無事に帰ってきてくれたことにほっとしつつも、フィオレはメリナのことを諌める。
「悪かったって。そんなことよりもフィオレ! 大変だよ!」
当のメリナはフィオレの注意を聞き流して、そのまま彼女の前まで移動してきた。
「どうしたの? そんなに血相を変えて……」
「これを見て!」
メリナがフィオレに見せたのは、あの手配書だった。
「これは……!」
それを読んだフィオレは息を呑む。彼女の崇めている竜王が、手配書に描かれている男によって殺されたと書いてあったからだ。
「フィオレ、こいつを捕まえよう! 懸賞金は霊銀貨十枚だってよ! こんな大金があったら、五年は何もせずに暮らせるよ!」
驚愕するフィオレに、メリナは興奮した様子で話しかける。どうやらメリナはフィオレほど竜王を信仰していないようだ。

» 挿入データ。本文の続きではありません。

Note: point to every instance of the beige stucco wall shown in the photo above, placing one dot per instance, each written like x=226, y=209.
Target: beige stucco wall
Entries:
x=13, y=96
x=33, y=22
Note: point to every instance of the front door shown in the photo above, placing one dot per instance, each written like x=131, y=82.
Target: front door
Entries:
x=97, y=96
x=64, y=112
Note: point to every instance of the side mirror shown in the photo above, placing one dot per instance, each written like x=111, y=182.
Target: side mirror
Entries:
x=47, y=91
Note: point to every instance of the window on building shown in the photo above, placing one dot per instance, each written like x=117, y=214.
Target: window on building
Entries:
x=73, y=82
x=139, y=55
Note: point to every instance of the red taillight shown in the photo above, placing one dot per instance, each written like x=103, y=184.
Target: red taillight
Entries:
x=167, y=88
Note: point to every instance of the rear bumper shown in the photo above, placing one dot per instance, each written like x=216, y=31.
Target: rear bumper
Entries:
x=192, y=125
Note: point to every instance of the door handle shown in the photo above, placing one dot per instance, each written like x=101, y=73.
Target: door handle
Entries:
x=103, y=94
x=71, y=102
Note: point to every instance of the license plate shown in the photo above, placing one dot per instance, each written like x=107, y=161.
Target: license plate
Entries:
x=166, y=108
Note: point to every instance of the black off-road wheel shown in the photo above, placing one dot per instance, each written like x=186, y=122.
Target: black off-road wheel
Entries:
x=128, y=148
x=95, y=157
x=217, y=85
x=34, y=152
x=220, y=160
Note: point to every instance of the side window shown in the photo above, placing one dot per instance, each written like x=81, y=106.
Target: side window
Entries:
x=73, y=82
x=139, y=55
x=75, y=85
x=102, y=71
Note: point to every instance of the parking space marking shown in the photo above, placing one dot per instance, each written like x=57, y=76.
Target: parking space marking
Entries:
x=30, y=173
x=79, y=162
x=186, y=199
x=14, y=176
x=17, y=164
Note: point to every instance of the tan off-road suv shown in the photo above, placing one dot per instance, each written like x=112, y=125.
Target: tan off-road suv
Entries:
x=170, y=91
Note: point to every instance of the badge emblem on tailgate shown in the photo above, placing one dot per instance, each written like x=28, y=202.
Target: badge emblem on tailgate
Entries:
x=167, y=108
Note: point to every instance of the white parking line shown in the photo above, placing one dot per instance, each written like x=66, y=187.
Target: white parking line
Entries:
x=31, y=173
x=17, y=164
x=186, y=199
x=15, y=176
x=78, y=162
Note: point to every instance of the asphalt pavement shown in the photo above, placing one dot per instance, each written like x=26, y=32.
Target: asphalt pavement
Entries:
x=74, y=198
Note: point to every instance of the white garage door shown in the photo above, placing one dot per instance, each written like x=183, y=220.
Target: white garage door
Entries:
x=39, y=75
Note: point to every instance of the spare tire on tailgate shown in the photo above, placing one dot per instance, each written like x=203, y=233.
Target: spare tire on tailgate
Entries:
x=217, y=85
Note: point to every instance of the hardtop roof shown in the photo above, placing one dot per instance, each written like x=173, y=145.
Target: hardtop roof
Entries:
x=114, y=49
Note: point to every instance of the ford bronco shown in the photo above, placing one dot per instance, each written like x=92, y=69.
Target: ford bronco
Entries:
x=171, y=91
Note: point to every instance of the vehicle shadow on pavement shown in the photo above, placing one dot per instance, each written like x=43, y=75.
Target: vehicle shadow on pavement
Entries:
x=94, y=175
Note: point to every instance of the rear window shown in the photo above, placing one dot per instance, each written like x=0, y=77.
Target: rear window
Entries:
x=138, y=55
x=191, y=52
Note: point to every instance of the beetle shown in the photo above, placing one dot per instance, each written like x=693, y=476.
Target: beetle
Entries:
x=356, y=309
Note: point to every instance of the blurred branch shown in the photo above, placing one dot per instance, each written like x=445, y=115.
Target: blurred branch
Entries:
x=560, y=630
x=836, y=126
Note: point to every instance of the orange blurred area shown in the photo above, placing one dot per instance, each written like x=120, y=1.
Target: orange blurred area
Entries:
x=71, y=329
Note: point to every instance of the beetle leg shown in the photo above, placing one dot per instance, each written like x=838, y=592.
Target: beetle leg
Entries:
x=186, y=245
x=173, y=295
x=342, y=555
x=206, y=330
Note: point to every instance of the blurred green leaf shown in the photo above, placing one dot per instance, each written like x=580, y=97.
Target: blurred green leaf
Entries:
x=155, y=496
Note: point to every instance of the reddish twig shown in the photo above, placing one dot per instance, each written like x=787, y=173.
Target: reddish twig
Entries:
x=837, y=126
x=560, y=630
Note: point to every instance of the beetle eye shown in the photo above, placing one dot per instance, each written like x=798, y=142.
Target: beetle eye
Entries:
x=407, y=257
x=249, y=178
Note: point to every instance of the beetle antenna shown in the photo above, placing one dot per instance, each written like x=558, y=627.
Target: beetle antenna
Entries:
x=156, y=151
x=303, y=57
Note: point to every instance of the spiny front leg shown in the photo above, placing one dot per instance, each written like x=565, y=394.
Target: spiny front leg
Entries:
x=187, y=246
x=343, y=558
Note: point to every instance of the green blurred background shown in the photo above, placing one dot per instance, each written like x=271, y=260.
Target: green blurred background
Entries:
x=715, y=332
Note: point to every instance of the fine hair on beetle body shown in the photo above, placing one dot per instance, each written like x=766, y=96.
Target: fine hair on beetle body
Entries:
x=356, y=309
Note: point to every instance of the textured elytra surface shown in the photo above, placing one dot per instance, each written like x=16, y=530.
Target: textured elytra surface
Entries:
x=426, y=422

「竜王様を殺めた人に、あなたが勝てるはずがないでしょう! ……メリナ、私達のことを想ってくれるのは分かっているけど、これ以上危ないことはやめてちょうだい」
「だいじょーぶだって! 私の力を知ってるだろ?」
フィオレの心配をよそに、メリナは得意げに胸をはる。
「もう……でも、この人に真実を確かめたいわね……どうして竜王様を殺めたのか。そもそも、本当に殺めたのか……」
「だろ? こいつらがノルスタジアに入ってきたら、誰よりも早く連れてくるからさ! 期待してなよ!」
「…………危ないことは、絶対にしては駄目よ? いい?」
「分かってるって! お、今晩はシチューかぁ。私の分まだある!?」
「ええ、台所から好きに持っていきなさい」
「ひゃっほーぅ!」
意気揚々と台所に向かうメリナの背中を眺めながら、フィオレは小さくため息をついた。
「竜王様……どうか私達をお守りください」
もういないかもしれない存在に、フィオレは健気に祈りを捧げるのであった。